GridNet-HD is a multimodal dataset developed for 3D semantic segmentation tasks specialized on electrical infrastructure. It represents the first Image+LiDAR dataset accurately co-referenced in this domain, created by the author 'heig-vd-geo'. The dataset is associated with a public leaderboard hosted on Hugging Face Spaces.
Use Cases
- Training 3D semantic segmentation models based on co-registered images and point clouds.
- Benchmarking multimodal fusion algorithms based on electrical infrastructure data.
- Developing computer vision systems for electrical grid inspection and maintenance.
Strengths
- Described as the first accurately co-referenced Image+LiDAR dataset in the electrical infrastructure domain.
- Associated with a public leaderboard for benchmarking, suggesting a community validation framework.
Limitations
- Column-level documentation is absent; field semantics must be inferred after download.

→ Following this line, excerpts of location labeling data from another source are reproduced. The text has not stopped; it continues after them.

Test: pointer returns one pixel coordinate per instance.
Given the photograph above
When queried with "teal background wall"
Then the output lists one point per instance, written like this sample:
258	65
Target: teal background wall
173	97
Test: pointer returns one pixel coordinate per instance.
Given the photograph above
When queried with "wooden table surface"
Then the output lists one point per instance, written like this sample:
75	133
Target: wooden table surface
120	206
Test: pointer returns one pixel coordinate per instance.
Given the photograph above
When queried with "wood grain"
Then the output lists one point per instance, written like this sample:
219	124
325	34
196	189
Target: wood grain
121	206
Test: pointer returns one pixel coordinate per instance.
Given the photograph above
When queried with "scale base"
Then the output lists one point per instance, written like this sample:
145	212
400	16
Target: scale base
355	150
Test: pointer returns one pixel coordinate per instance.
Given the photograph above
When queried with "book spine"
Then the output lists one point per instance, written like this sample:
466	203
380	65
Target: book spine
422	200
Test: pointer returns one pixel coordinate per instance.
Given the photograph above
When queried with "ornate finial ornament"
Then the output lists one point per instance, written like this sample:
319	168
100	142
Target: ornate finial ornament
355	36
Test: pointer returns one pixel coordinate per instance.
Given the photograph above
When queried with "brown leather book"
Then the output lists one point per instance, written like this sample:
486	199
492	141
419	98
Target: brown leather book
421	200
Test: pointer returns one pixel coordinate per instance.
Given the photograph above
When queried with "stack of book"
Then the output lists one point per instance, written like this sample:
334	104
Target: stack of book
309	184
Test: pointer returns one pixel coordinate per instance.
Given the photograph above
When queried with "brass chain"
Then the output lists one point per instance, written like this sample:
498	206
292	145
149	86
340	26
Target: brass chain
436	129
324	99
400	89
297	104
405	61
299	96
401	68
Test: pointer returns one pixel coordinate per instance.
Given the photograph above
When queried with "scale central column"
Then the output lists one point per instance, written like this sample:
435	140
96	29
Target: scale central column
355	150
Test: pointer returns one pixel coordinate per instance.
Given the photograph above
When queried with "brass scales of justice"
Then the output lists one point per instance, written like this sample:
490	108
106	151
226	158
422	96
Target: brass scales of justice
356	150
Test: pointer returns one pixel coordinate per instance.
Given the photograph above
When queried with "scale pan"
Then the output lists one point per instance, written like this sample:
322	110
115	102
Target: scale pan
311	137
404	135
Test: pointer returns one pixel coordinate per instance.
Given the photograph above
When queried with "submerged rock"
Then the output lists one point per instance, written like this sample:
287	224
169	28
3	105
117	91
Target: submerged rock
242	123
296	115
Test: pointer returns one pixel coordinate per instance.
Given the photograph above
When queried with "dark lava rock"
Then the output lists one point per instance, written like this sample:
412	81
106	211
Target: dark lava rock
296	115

- Row count, file formats, and license information are unknown, which may limit suitability assessment.
Provenance
- Source
- heig-vd-geo
- Collection Method
- Developed for 3D semantic segmentation tasks, likely involving field data collection.
- Time Range
- null
- Freshness
- Last updated 2026-01 21 08:22:15; freshness should be verified.
- Geography
- Region 'us' indicated in platform tags.